Roman graphiqueMiles Hyman dévoile en BD «La vie secrète des écrivains»
Le dessinateur franco-américain adapte un des plus grands succès de Guillaume Musso. Une réussite.

Il faut l’imaginer dans un train, entre Paris et Nice. Guillaume Musso feuillette les pages de «La loterie», un album de bande dessinée signé Miles Hyman, adapté d’une nouvelle de la romancière américaine Shirley Jackson, sa grand-mère. Dans l’esprit de l’auteur traduit en 46 langues, une évidence s'impose. Personne d’autre que l’illustrateur franco-américain établi en région parisienne ne saura mieux retranscrire en images l’un de ses livres.
«J’ai tout de suite ressenti le potentiel visuel de l’histoire. Un flot a surgi.»
Ni une ni deux: Musso qui n’avait encore jamais accepté de projets d’adaptation d’un de ses best-sellers en BD, contacte celui dont il avait déjà apprécié le travail graphique autour du célèbre «Dahlia noir» de James Ellroy. Il lui propose de transposer «La vie secrète des écrivains», un roman publié en 2019, vendu à plusieurs centaines de milliers d’exemplaires. Un titre qui compte beaucoup à ses yeux.

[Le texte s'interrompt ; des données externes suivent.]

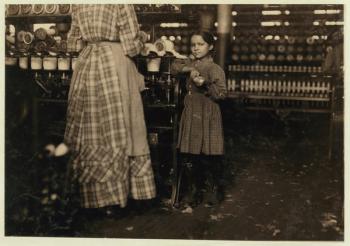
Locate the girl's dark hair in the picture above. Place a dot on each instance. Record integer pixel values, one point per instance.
(207, 36)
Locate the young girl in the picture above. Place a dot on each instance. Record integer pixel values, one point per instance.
(200, 134)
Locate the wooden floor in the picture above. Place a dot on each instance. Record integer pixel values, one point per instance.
(284, 188)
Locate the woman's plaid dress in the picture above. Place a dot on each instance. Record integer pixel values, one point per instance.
(105, 122)
(201, 124)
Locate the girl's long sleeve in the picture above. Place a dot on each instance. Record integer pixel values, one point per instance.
(216, 83)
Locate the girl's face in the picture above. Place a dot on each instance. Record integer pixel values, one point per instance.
(199, 47)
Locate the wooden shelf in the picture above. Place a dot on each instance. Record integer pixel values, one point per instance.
(248, 95)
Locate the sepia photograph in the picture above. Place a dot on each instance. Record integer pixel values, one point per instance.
(199, 122)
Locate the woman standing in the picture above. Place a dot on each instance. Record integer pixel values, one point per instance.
(105, 128)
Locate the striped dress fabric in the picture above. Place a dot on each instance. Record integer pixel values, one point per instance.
(200, 130)
(105, 128)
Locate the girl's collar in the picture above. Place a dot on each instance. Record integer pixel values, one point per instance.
(204, 58)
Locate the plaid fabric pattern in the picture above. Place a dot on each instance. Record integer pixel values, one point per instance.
(99, 130)
(200, 130)
(105, 22)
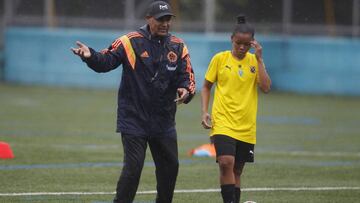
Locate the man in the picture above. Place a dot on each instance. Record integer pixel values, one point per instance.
(156, 75)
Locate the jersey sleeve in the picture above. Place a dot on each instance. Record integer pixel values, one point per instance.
(211, 73)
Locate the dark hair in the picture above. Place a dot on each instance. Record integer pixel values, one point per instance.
(242, 26)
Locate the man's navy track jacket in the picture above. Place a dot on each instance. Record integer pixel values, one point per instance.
(153, 70)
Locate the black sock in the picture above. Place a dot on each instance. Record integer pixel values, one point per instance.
(228, 193)
(237, 194)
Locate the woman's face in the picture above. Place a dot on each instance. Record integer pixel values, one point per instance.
(241, 43)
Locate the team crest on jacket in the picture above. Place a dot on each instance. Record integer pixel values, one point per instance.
(252, 69)
(172, 57)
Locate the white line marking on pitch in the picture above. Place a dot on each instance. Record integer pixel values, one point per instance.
(182, 191)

Quand il se met à lire l’exemplaire que lui a fait parvenir Musso, Miles Hyman n’hésite pas. «J’ai tout de suite ressenti le potentiel visuel de l’histoire. Un flot a surgi», raconte-t-il dans le dossier de presse qui accompagne la publication de ce thriller BD aussi riche en rebondissements et en faux-semblants qu’en cases somptueuses. Composant une ambiance à la Edward Hopper, Hyman s’approprie l’intrigue et les personnages de Musso à travers des dessins en noir et blanc au fusain, subtilement mis en couleur numériquement.
Relecture complète
Pas question toutefois de livrer une version littérale ou décalquée. «Je cherche à proposer aux lecteurs une autre perspective par rapport au roman. Il s’agit d’un remaniement de la matière première pour que l’adaptation reste fidèle à l’original tout en en effectuant une relecture complète. Je tente d’arriver à un équilibre entre le texte et le dessin pour que l'un ne puisse pas se passer de l’autre.»

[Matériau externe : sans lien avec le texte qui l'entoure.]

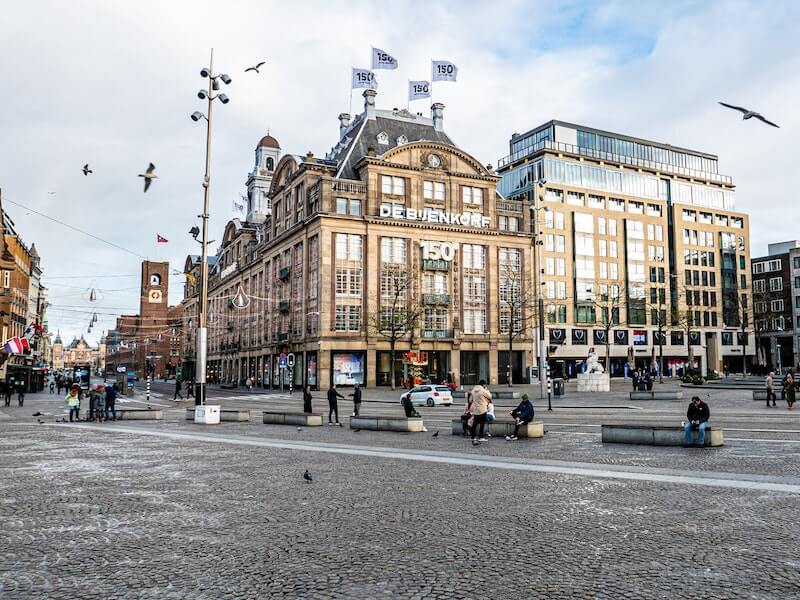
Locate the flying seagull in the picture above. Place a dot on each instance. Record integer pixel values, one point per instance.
(256, 67)
(149, 176)
(749, 114)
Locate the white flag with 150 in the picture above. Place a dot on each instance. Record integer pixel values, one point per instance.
(383, 60)
(364, 78)
(419, 89)
(443, 70)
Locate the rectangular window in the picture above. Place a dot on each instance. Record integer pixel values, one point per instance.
(395, 186)
(472, 196)
(433, 190)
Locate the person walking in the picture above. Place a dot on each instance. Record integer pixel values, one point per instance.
(770, 382)
(100, 404)
(178, 385)
(356, 395)
(333, 404)
(789, 391)
(698, 415)
(73, 401)
(111, 402)
(481, 397)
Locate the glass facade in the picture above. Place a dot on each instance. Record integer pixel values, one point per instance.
(638, 150)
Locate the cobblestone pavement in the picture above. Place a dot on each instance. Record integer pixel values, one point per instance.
(121, 514)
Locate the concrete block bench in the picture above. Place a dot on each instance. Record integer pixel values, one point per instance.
(225, 414)
(140, 414)
(504, 427)
(655, 435)
(672, 395)
(412, 425)
(496, 395)
(304, 419)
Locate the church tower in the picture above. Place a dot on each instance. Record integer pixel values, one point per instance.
(259, 180)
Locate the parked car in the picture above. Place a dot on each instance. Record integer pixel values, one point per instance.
(429, 395)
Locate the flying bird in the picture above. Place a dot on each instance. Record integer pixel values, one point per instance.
(148, 176)
(255, 67)
(749, 114)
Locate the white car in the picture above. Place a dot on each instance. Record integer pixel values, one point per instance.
(429, 395)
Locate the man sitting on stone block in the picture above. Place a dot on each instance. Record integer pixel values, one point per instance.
(523, 415)
(697, 415)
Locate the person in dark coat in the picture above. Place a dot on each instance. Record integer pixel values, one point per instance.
(356, 395)
(697, 416)
(333, 404)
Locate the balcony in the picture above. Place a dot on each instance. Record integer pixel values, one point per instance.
(441, 299)
(618, 158)
(437, 334)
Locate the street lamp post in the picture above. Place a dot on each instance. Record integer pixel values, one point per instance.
(535, 208)
(202, 329)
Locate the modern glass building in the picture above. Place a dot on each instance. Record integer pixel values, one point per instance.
(643, 253)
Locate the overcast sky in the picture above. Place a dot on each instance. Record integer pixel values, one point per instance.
(113, 83)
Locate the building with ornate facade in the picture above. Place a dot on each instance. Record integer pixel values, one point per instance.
(395, 224)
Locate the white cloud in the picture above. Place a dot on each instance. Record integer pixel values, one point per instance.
(113, 84)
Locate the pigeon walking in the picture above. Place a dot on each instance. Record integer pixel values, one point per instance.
(255, 67)
(749, 114)
(149, 175)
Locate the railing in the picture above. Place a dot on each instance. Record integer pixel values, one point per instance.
(348, 187)
(619, 158)
(509, 206)
(436, 298)
(437, 333)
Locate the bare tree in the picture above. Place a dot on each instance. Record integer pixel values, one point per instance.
(397, 314)
(518, 305)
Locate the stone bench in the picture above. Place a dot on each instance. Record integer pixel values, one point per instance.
(225, 414)
(304, 419)
(411, 425)
(655, 435)
(504, 427)
(496, 395)
(140, 414)
(674, 395)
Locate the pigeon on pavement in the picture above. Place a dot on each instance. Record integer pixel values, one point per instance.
(149, 175)
(255, 67)
(749, 114)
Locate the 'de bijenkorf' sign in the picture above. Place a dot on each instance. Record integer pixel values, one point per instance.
(434, 215)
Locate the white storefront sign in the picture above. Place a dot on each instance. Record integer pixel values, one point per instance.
(434, 215)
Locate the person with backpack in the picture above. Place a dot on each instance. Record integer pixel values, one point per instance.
(522, 415)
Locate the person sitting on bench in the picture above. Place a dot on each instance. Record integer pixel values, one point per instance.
(697, 415)
(523, 415)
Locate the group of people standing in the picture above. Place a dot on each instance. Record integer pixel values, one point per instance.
(788, 389)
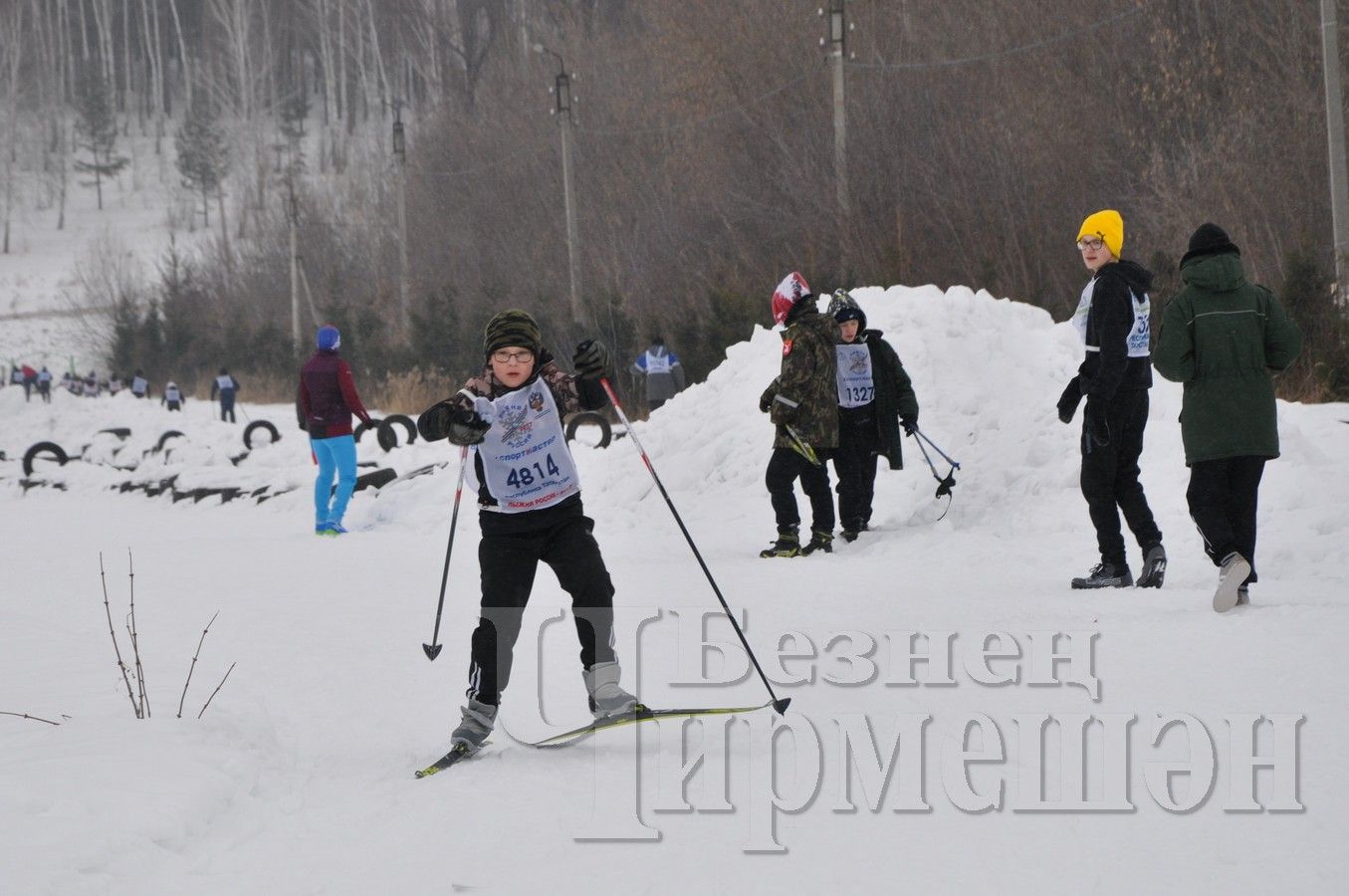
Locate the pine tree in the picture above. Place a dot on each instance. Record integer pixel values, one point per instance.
(96, 129)
(202, 155)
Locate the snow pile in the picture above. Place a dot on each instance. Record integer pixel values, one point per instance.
(299, 778)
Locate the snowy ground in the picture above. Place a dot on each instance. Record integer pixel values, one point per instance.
(299, 777)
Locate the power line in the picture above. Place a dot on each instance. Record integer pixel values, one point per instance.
(1025, 48)
(703, 120)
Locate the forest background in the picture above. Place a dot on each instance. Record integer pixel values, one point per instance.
(980, 133)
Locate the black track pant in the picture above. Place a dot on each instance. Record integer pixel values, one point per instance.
(1110, 478)
(1223, 497)
(508, 564)
(784, 469)
(854, 462)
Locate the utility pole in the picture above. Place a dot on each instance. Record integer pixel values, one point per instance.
(562, 92)
(401, 155)
(838, 49)
(293, 213)
(1336, 133)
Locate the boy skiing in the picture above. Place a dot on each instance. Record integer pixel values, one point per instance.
(1114, 378)
(326, 402)
(802, 405)
(874, 397)
(529, 511)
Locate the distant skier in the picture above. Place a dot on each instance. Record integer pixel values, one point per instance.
(45, 384)
(1114, 376)
(225, 386)
(529, 511)
(662, 371)
(802, 405)
(173, 397)
(874, 397)
(327, 401)
(1221, 336)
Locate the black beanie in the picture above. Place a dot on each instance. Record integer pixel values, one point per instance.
(1209, 239)
(513, 329)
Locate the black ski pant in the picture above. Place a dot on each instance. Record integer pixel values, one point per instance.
(1223, 498)
(508, 564)
(784, 469)
(1110, 477)
(854, 463)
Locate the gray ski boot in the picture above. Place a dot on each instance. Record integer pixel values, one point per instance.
(1231, 577)
(606, 698)
(478, 722)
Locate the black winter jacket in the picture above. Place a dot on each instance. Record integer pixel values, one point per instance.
(1108, 367)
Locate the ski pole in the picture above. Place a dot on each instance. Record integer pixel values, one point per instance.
(947, 459)
(433, 648)
(779, 705)
(943, 485)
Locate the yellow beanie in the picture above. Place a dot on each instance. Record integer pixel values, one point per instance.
(1108, 226)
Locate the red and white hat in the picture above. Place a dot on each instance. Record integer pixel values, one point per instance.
(790, 291)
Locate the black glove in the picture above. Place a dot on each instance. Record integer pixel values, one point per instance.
(1095, 428)
(1068, 401)
(460, 425)
(591, 359)
(466, 426)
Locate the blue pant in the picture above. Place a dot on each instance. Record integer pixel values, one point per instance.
(337, 458)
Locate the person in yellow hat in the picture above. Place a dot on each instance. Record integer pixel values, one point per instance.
(1114, 376)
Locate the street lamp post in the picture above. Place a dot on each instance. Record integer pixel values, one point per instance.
(401, 155)
(562, 110)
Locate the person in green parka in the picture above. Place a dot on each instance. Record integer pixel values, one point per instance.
(876, 398)
(1223, 336)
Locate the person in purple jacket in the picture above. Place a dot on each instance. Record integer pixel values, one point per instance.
(327, 401)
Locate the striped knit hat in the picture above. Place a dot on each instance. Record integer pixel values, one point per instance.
(513, 329)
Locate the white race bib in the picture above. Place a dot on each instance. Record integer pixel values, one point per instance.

Bien à lui, le point de vue artistique d’Hyman apporte un éclairage inédit aux questions posées par Musso dans «La vie secrète des écrivains»: pourquoi, après trois romans devenus cultes, le célèbre romancier Nathan Fawles a-t-il posé la plume pour se retirer à Beaumont, une île sauvage au large des côtes de la Méditerranée? Pourquoi accueille-t-il à coups de fusil le jeune Raphaël Bataille, qui tente de le débusquer? Et quel secret la journaliste Mathilde Monney tente-t-elle de percer au cours d’un dangereux face-à-face où se frôlent l’amour et la peur?

Brossant des paysages à la fois austères et lumineux, Hyman recompose un huis clos à ciel ouvert, donnant au dessin un vrai rôle narratif. «Les décors comptent énormément dans mes livres. Je passe beaucoup de temps à chercher l’inspiration pour ceux-ci, à mettre au point ma palette de couleurs. Dans un polar, tout consiste dans ce qu’on ne dit pas, qu’on ne montre pas. Il faut faire attention à ce que les images dévoilent l’intrigue au même rythme que le roman.» Un jeu de cache-cache dont il se tire avec brio. «On n’est pas là pour illustrer le texte mais pour bâtir un véritable langage visuel qui va raconter l’histoire en même temps que le texte.»
Portraits d'écrivains
Ainsi, là où Musso ouvrait ses chapitres avec une citation d’écrivain, son adaptateur compose des cases grand format où se succèdent des portraits de grandes figures de la littérature, tels Umberto Eco, Agatha Christie, Georges Simenon ou Elena Ferrante. Une réussite.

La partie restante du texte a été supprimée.